Há 37 anos na Funai, sertanista reclama da estrutura do órgão e da falta de recursos
O Sertanista José Carlos Meirelles, 60, alerta que índios isolados, como os que vivem no Acre e vieram ao conhecimento público em fotos divulgadas na semana passada, correm sério risco. "Eles podem não desaparecer fisicamente, mas vão desaparecer culturalmente se a situação continuar como está." Para Meirelles, são os próprios índios isolados que não querem contato, seja com homens brancos ou índios aculturados.
O sertanista, que trabalha na Funai (Fundação Nacional do Índio) desde 1971, reclama da falta de estrutura do órgão e dos parcos recursos disponíveis: "Plantamos tudo que comemos, porque, se for comprar, o dinheiro não dá. O que gastamos por ano é uma merreca, além de que os índios não são eleitores."
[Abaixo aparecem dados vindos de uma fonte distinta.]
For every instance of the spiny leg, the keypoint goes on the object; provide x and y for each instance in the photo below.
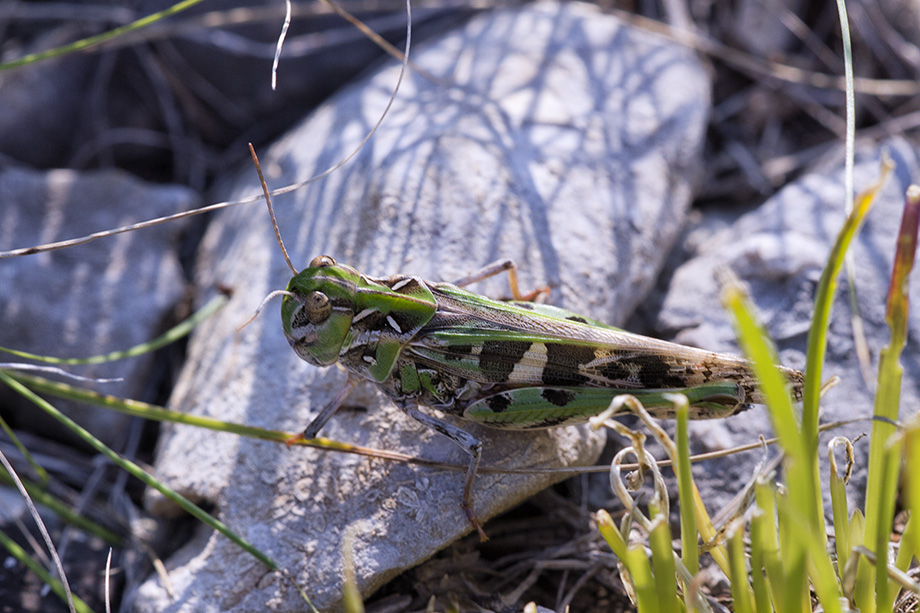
(490, 270)
(471, 445)
(328, 411)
Queixa-se ainda do fato de as grandes decisões sobre a Amazônia serem chanceladas, segundo ele, "no Sul maravilha, sem consultar o povo daqui [da floresta]".
Paulistano, Meirelles largou a engenharia para trabalhar na Funai. Membro do Departamento de Índios Isolados do órgão desde a sua criação, em 1988, e coordenador da Frente de Proteção Etno-Ambiental do rio Envira, no Acre, o sertanista falou à Folha na última sexta-feira à noite, por telefone, da cidade de Feijó (AC). Contou rindo como levou uma flechada no rosto, mas mudou a voz e se esquivou de comentar sobre um dos traumas de sua vida, quando, para sobreviver, precisou matar um índio.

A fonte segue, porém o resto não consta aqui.